Thursday, February 26, 2004

I've got a series of posts forthcoming (I am guessing we'll reach a fever pitch this afternoon during our usual classroom time), but first I'll pick up on the off-topic thread between AbHiyan and me. Justification (i.e., pretense): I'll use it to illustrate points about our online experiment and the readings for this week. But first the digression:

As part of our discussion of Godel, Newton, and Bertrand Russell (who's the real subtext here), AbHiyan says, "Newton's book was called Principia." In fact the full title of his book on gravitation and (Newtonian) mechanics is Philosophiae Naturalis Principia Mathematica, and it is traditionally shortened to either Principia Mathematica or just plain Principia.

AbHiyan also says (er, types), "I know what Godel is talking about, remember infinite regress I was talking about, the same thing!!!"

Godel, like any mathematician examing set theory, has much to say about infinity (his second biggest piece of work deals with the continuum hypothesis, which is all about infinity). His most important work and the one I mentioned to Abhiyan, however, demonstrates the inherent incompleteness of any internally consistent system of axioms. (He manages to illustrate his proof with reference to Martians trying to interpret a language of Earthlings.)

Since constructing such a system of axioms (to reduce all mathematics to logic) was Bertrand Russell's raison d'etre from the beginning of his career until 1931, Godel's Incompleteness Theorem basically made 98% of Russell's work to that time obsolete, metaphysically speaking. Russell continued to be a ridiculously prolific writer (he lived to be 97 and averaged something like 10,000 words PER DAY), but his raison d'etre after 1931 was mostly to be a political activist and philosophical popularizer.

When Russell realized his whole philosophical program was bunk, he didn't take the hint and evolve into a pragmatist (as had his former student Wittgenstein). He just shrugged and changed the subject. Add to that the fact that Russell was pure D-minus as a family man, and I just find it hard to like the guy.


Now if you don't respond to the name Ben or Abhiyan (or, reluctantly, Abiyan), the above was no doubt supremely annoying. And as Abhiyan said, "people if you do not follow the conversation try gaging us!!!"

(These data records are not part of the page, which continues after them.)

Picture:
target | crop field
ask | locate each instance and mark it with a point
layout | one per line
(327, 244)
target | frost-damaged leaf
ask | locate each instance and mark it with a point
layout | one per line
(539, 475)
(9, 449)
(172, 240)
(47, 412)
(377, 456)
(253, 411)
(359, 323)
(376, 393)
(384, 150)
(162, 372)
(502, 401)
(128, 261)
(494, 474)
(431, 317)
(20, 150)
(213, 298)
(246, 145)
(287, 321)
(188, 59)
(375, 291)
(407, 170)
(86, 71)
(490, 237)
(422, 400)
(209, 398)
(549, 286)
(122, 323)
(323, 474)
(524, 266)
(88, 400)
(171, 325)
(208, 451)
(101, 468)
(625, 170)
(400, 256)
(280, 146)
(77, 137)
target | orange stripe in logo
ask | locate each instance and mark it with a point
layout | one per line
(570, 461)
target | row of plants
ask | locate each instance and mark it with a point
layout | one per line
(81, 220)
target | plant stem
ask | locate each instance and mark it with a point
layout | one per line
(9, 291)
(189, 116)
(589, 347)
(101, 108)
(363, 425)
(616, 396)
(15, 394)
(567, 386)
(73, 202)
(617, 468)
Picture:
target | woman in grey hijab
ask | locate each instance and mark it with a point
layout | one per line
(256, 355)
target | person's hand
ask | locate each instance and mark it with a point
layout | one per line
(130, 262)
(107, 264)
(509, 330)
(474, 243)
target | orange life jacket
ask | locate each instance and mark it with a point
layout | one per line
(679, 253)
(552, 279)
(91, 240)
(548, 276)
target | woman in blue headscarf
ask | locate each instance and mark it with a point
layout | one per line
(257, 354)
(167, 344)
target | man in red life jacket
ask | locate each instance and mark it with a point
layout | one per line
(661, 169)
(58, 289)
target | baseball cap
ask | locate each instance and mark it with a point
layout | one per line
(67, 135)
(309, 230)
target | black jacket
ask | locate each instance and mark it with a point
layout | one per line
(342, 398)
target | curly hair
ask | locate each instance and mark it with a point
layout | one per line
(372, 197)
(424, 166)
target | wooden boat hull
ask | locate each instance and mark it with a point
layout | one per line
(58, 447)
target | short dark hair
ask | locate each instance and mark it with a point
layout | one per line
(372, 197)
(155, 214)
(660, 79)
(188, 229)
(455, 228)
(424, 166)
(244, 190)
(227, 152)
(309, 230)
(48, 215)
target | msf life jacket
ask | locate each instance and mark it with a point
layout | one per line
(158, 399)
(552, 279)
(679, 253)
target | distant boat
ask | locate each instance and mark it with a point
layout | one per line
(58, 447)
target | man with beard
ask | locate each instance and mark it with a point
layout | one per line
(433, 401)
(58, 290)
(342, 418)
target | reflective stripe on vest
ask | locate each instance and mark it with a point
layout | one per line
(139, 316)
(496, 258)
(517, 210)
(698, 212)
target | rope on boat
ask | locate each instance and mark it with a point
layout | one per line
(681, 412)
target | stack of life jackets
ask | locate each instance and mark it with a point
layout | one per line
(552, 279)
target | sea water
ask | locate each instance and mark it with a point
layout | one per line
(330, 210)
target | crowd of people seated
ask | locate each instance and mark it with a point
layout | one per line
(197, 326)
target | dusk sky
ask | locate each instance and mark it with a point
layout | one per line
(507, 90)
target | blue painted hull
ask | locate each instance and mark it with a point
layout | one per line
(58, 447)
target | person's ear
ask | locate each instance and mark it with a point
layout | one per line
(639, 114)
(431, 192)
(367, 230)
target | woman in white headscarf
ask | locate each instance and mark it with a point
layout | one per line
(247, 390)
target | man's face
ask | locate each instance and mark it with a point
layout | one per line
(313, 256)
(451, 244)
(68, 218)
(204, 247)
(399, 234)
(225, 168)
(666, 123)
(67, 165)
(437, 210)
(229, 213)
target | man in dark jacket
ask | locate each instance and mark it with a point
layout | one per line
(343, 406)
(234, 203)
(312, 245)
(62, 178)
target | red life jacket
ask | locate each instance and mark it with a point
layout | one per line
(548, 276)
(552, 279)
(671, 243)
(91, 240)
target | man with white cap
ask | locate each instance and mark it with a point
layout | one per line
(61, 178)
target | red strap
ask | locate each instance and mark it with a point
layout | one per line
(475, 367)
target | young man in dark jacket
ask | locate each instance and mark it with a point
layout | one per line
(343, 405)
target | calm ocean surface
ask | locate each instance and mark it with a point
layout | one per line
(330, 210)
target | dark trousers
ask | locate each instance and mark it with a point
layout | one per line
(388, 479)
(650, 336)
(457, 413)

The point here is that you pretty much can't gag us. Once Greg gave us permission to join this blog, we gained the ability to post pretty much whatever we want. I could if I wanted just go on about how disappointing the Boston Celtics are. Abhiyan could respond to my Godel/Russell comments at even greater length, taking our blog even further off topic. Greg could later remove our Godel/Russell posts, but maybe he's waiting until the end of the week to see the whole blog at once, and he won't see the problem until Abhiyan and I have ruined it. The rest of the class might well get totally pissed off and either tune out or respond by bombarding us with numerous expressions of annoyance. Because we have to deal with each other in class, there are limits to how bad that could get, but imagine if we never had to deal with each other face to face. There'd be nothing stopping us from degenerating into a nasty flame-war that would totally ruin the LIS810 blog.

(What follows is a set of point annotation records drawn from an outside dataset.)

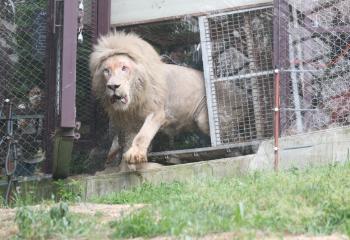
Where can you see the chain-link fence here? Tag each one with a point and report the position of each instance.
(23, 32)
(313, 56)
(237, 50)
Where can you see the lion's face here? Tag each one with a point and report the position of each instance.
(118, 73)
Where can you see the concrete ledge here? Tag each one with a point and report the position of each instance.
(104, 184)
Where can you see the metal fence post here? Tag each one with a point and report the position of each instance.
(65, 136)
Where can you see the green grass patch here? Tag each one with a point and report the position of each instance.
(314, 201)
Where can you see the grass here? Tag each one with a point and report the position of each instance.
(314, 201)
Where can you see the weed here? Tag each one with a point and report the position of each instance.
(71, 191)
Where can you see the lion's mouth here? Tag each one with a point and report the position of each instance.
(122, 99)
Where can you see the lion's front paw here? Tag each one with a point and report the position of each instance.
(135, 155)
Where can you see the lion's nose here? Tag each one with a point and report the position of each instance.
(113, 87)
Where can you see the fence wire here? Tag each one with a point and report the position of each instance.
(23, 31)
(238, 46)
(313, 54)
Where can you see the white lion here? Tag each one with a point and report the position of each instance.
(143, 95)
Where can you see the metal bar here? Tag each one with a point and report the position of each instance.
(239, 77)
(246, 9)
(259, 126)
(276, 131)
(205, 55)
(103, 16)
(68, 89)
(16, 117)
(296, 97)
(50, 73)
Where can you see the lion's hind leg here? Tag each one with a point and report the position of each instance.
(202, 120)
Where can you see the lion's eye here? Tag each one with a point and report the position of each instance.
(107, 72)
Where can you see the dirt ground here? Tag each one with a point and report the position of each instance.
(113, 212)
(234, 235)
(108, 212)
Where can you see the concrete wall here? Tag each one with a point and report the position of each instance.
(125, 12)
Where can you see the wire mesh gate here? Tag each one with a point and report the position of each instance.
(23, 32)
(312, 43)
(237, 59)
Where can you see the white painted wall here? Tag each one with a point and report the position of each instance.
(125, 12)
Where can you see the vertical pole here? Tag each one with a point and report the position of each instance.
(70, 26)
(63, 146)
(276, 117)
(50, 73)
(103, 16)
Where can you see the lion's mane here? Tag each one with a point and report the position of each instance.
(148, 83)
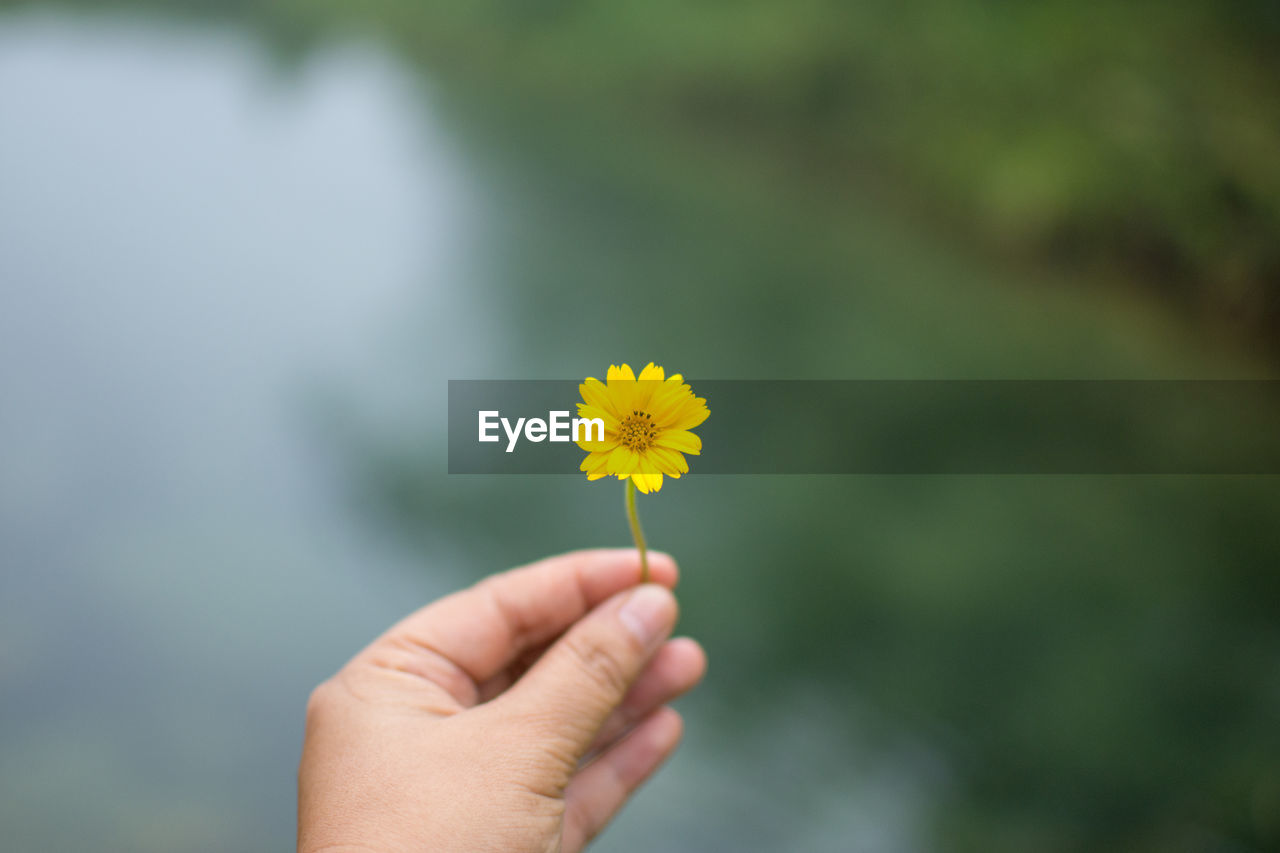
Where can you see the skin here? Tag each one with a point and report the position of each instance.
(517, 715)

This post is also an illustration of other points made by Smith in Chapter 4. First, messages online are far more subject to preservation than is the spoken word. For instance, from Abhiyan's post below, ("Newton's book was called Principia"), one might suppose I had disputed that at some point. What we had really disputed, though, was the name of Betrand Russell's titanic failure of a book that attempted to capture mathematics in a finite set of axioms. I said Russell's book was Principia Mathematica, and he expressed disbelief, suggesting I was confusing it with the book by Newton. If that part of our discussion happened online, I could point back to our words, prove it and say, "Ha!" Alas, all I've got to rely on is heresay (unless the secret police were bugging the sidewalk in front of Stillwaters at the time, and 20 years from now I accessed their records with a FOIA request).


This message also illustrates one of the theories cited to explain why people bother to offer their expertise in online communities, which I will call the "peacock syndrome." Most of the above is amazingly off-topic and, for most people, totally trivial. But since I could not resist the opportunity to, well, massage my ego, I went ahead and did it anyway. Since it wasn't offered by way of assistance, it will most likely backfire, provoking rolling eyes, causing me to be ostracized and the like, but, well...


Final point: this message also exemplifies a point made on p. 155, that there is a different sort of "communication edge" online (and hence I guess another sort of digital divide) because this sort of interaction is all about typing and reading. In face-to-face interactions I could be a total heel, have a savage speech impediment, be mortally afraid to leave my house or prefer to operate as a social recluse. But because this blog is all about reading and typing, my love of both means I approach a forum like this with a lot of enthusiasm, I will carefully read every other post, I will respond to questions in great detail, and my posts will go on and on, like, unfortunately, this one has.

Okay, no more long-winded messages, I swear.